Harang and the Dodgers on the Winning End of a Pitching Duel
"It's been one of the things we've tried to hang our hat on: pitching and defense," Dodgers' manager Don Mattingly told reporters after the game. The Dodgers did just that edging the Colorado Rockies 2-1 in a pitchers' duel.
Even though Dodgers' starter Aaron Harang and Rockies' starter Juan Nicasio were trading zeroes early in the game, it wasn't without some anxiety for the Dodgers.
Harang walked a high wire act in the third inning. After a leadoff double to Willin Rosario who got bunted over to third by Nicasio, the first of the lifesavers was thrown out. A grounder hit by Marco Scutaro that could have trickled into right field was instead snagged by first baseman James Loney.
"I was playing a little in," Loney admitted on cheating a little on defense. Loney sprang up and gunned down Rosario at the plate, one run saved.
"I got up and really quick and tried to throw it," Loney said.
Things weren't so matter-of-fact with Dodgers' manager Don Mattingly.
"That play there, that's one of those 'No! No! No! Great play!'," Mattingly commented. "But James does some amazing things. He's got a big arm, so he's able to do a lot of things some guys can't do."
"Those plays don't go unnoticed," Harang said. "Those kind of plays, they save a lot of runs for you. It's always nice to be able to know you've got that kind of defense over there."
However Harang wasn't out the fire just yet. He tempted fate again with giving up a bloop double to Jonathan Herrera that sent Scutaro to third base. To add to the blood pressure of Dodger fans, Carlos Gonzalez was intentionally walked to load the bases with Troy Tulowitzki on the on-deck circle.

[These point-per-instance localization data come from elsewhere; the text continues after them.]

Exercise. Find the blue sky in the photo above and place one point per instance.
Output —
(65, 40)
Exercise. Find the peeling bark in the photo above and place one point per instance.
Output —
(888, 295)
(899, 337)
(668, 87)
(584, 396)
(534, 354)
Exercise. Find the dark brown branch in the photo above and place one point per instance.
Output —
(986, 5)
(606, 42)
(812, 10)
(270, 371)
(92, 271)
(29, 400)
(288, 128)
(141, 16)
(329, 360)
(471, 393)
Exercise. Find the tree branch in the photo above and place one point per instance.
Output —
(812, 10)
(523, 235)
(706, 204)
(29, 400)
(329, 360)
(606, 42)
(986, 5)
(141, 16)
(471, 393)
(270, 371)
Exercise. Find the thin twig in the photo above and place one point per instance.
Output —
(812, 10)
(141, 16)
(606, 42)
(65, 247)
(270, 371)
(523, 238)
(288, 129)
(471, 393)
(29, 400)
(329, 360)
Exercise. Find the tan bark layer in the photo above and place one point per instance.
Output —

After fouling off the first pitch, Tulowitzki flew out to Matt Kemp in centerfield to end the inning on a fastball down and away.
"I made a good pitch there and was able to get him something he wasn't able to drive," Harang said.
After two doubles, an intentional walk and 17 pitches, Harang managed to escape with no damage on the scoreboard.
"That was huge," Harang summarized.
It was huge since Nicasio wasn't giving up anything through four innings facing the minimum amount of batters. The only hit he surrendered was a Mark Ellis in the first inning that was immediately erased by a Kemp double play.
But Nicasio opened up the door while at the plate in the fifth inning. After Harang hit Rosario with a pitch to start the fifth, Nicasio was to lay down a sacrifice bunt. However on a 1-1 count, Nicasio pulled the bat away with Rosario running. Catcher A.J. Ellis nailed Rosario at second, and that threat was over. Nicasio struck out swinging and Scutaro flew out to centerfield to end the inning.
That little hint of an opening gave the Dodgers the chance, especially after Andre Ethier led off the bottom half of the inning with a stand-up double. After Bobby Abreu hit a majestic fly ball that landed in the glove of Michael Cuddyer, Juan Uribe was unleashed with a bloop single that landed in centerfield just out of the reach of centerfielder Tyler Colvin. Ethier scored giving the Dodgers the 1-0 lead.
Just as things were looking peachy for the Dodgers, Harang left a four-seam fastball out over the plate to Tyler Colvin. That was summarily dispatched to the right-centerfield bleachers to tie the game.
But yet again the Dodgers persisted, with Loney leading off the bottom of the eighth inning with a single off of reliever Josh Outman. But like a junkie that keeps falling back to heroin, so too did Mattingly go to his favorite drug: the sacrifice bunt.
This time A.J. Ellis was charged to lay down the bunt which he did successfully. Tony Gwynn, Jr. bailed out Mattingly by hitting a pinch hit bloop single off of Matt Belisle into left field that scored Loney.
"He threw the ball where he wanted to, and I was just able to get enough barrel on it to where it got over Tulo's head and be able to get the victory," Gwynn said.
As the adage goes, if you play for one run you will only score one run. Indeed that was the only run scored.
Thankfully it didn't come back to bite Mattingly as Kenley Jansen in his first save situation since being named the official closer retired the heart of the Rockies' order to end the game.
"You make decisions," Mattingly philosphized. "They work sometimes. To me that doesn't mean they're wrong when they don't work. They're just decisions you make, and they don't work out."
For Harang he lasted eight innings giving up the one run while Nicasio went seven innings also giving up one run.
"I felt good," Harang said as he lifted his record to 2-2. "It felt like I was locating the ball well."
Despite Matt Kemp being on a three-game hitless streak, the Dodgers had won all three games. The Dodgers at 22-11 have the best record in the Majors.